Metrics of Complexity
Determining whether some unit of code is more complex than another unit of code is often a difficult and subjective proposition. What follows is a short attempt to define several metrics to be used when evaluating the complexity of a unit of code. With all metrics, the higher the value, the more complex the unit and the lower the value, the more simple the unit.
I do not intend for these metrics to have a defined impact on the comprehensibility of a unit. There is a correlation between complexity and comprehensibility, but many other factors allow for better comprehensibility than just these metrics; the use of shared knowledge and assumptions is one. Comprehensibility is so subjective that a formal definition of it may be impossible.

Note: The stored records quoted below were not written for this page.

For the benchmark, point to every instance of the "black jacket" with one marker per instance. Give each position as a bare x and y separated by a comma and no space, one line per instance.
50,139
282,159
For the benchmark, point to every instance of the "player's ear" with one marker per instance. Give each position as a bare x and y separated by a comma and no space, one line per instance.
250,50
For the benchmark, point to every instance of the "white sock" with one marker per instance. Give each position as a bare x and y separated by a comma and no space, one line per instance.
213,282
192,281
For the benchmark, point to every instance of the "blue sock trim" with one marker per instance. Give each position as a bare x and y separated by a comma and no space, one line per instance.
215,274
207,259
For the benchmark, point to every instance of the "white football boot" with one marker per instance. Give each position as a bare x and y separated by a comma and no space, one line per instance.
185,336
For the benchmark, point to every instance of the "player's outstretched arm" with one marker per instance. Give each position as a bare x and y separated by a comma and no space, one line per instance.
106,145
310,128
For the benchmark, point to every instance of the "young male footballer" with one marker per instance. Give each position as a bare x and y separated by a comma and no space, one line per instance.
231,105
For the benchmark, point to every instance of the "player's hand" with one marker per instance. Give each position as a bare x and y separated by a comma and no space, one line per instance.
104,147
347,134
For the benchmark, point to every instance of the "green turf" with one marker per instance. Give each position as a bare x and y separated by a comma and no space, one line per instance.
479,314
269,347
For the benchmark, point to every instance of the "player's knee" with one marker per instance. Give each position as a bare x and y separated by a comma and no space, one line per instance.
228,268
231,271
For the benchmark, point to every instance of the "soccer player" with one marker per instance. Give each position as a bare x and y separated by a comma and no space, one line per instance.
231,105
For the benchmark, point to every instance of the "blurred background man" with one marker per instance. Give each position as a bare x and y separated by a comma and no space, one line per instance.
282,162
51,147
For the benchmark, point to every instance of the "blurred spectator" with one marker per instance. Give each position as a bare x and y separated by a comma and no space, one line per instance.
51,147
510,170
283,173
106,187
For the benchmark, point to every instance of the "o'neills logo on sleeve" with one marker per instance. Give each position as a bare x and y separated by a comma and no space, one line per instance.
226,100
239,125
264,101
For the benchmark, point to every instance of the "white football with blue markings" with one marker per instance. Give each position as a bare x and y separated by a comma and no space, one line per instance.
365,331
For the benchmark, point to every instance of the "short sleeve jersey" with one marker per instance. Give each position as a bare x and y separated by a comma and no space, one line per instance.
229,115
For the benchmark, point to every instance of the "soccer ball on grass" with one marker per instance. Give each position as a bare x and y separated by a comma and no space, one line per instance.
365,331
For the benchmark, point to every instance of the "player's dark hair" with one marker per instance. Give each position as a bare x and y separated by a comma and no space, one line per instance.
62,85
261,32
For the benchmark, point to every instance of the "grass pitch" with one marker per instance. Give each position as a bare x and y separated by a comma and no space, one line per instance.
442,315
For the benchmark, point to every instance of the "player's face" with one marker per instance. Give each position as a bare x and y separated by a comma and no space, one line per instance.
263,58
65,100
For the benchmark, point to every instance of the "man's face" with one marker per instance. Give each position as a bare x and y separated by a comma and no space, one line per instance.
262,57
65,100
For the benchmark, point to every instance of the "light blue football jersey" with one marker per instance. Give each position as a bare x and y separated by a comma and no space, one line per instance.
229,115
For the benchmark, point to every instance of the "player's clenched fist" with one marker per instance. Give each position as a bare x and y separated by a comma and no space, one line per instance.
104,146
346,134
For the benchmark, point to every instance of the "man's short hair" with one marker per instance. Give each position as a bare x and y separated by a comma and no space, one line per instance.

It’s not possible or practical to come up with a single measurement of complexity by combining these metrics. Each metric must be taken on its own, and simplifications made with respect to one metric may complicate another metric. Therefore, a single number would not provide an accurate representation of the complexity of a unit. Remember as well that in general the simpler a system is, the less it is capable of doing so simplicity of a system is not necessarily the end goal.
Syntactic Complexity
Definition
Syntactic complexity is primarily a line-oriented metric. To determine the complexity of larger units of software, simply add the complexity of the constituent lines.
The definition of syntactic complexity is simply the number of unique tokens in a line, where a token is defined by the language.
Implications
Note that the definition above is not language-agnostic, and a thorough understanding of the language syntax is required in order to determine the complexity of a line of code.
Syntactic complexity clarifies the concepts of verbosity and readability.
Parametric Complexity
Definition
A parameter is anything used as explicit input to a unit of code. These mostly take the form of function or method arguments. They can also take the form of values passed to an object constructor, or arguments provided at the command line. Parameters can be optional or required. Parameters may be optional or required.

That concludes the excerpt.